Bargaining saw about a thousand “Introduction to tokens” submissions being voted to the top, followed by waves of basic neural network explanations. And to be clear, I’m not being patronizing in noting this, but you could see the collective move to the “if you can’t beat ‘em, join em” stage, perhaps not realizing how outrageously high the entry stakes are now.
Joe HackerNews is now at depression. Posts like this one lamenting the loss of the craft are topping the front page. The comments across almost all AI discussions are veering to positively grim, and have a very “end game” feel to them.
This isn’t the first time the community felt such a threat. Around the turn of the century every board was sure that all software jobs were going to India. The release of GUI builders like Visual Basic were going to put software devs out of work, making building apps into simple work, and even apps like Microsoft Access had forms and flows and could run as an application built by a layman.
Before that CASE tools were going to automate it into some middle-management drag and drop.
I very much have skin in this game. Aside from my own professional operations, one of my sons is in the middle of computer science program, just starting some coop placements. Another is still in high school and makes good money developing for the Roblox community. A daughter does creative works, including 3D modelling for games, and obviously she can feel the pressure on her field. My other son is still selecting his career, considering the medical field, and even there, like almost everywhere, AI is ominous.

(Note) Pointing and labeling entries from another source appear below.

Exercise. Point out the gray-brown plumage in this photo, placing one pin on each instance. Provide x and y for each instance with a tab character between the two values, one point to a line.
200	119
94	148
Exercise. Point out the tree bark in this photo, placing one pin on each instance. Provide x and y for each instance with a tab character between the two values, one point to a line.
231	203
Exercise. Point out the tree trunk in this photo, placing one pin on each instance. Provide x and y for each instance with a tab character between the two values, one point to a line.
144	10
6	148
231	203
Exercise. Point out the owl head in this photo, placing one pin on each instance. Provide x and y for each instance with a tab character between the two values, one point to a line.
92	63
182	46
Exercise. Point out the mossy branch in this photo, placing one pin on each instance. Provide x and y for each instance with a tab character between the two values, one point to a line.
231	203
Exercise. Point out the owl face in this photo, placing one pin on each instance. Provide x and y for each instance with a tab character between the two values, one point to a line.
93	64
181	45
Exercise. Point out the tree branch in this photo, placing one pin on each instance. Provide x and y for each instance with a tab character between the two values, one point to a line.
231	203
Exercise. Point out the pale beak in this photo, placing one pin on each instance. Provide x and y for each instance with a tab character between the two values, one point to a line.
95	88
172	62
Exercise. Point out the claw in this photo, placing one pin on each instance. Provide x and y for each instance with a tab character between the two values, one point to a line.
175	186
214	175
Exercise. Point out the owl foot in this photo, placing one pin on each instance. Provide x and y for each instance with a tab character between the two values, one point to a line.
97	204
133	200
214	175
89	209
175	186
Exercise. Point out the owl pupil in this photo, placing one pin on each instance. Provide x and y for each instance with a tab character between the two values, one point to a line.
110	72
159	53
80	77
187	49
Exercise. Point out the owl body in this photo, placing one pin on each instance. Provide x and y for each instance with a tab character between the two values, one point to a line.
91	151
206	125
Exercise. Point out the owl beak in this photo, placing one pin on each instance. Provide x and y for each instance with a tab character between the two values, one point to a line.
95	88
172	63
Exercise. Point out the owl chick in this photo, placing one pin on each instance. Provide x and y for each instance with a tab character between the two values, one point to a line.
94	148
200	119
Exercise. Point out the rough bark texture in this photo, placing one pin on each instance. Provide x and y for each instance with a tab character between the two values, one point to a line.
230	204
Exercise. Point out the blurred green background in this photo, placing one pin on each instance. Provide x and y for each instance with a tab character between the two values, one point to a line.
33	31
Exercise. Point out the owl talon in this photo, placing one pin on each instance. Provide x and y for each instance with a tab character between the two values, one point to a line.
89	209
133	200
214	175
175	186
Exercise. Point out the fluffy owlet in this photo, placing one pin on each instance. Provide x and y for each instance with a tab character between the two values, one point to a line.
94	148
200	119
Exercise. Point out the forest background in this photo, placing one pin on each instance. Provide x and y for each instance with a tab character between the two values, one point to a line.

It is something I think about constantly, and it can feel overwhelming and like there is no clear path to prepare for the future.
I have notes that I’ll use for a much longer piece on AI that I’ll get to at some point, and this microblog piece was not meant to be particularly illuminating or useful. Just some lazy morning thoughts.
If there is one take away that I would offer up: You can’t argue reality away. Posting comments saying AI is trash, slop, can’t write good code, etc, doesn’t change the path that we are on the tiniest iota. You can’t argue a different reality into existence, and it’s just wasted words trying to do so, even if you find a community that will start chanting in unison to manifest their hopes.
AI is already surprisingly good, and it’s rapidly getting better.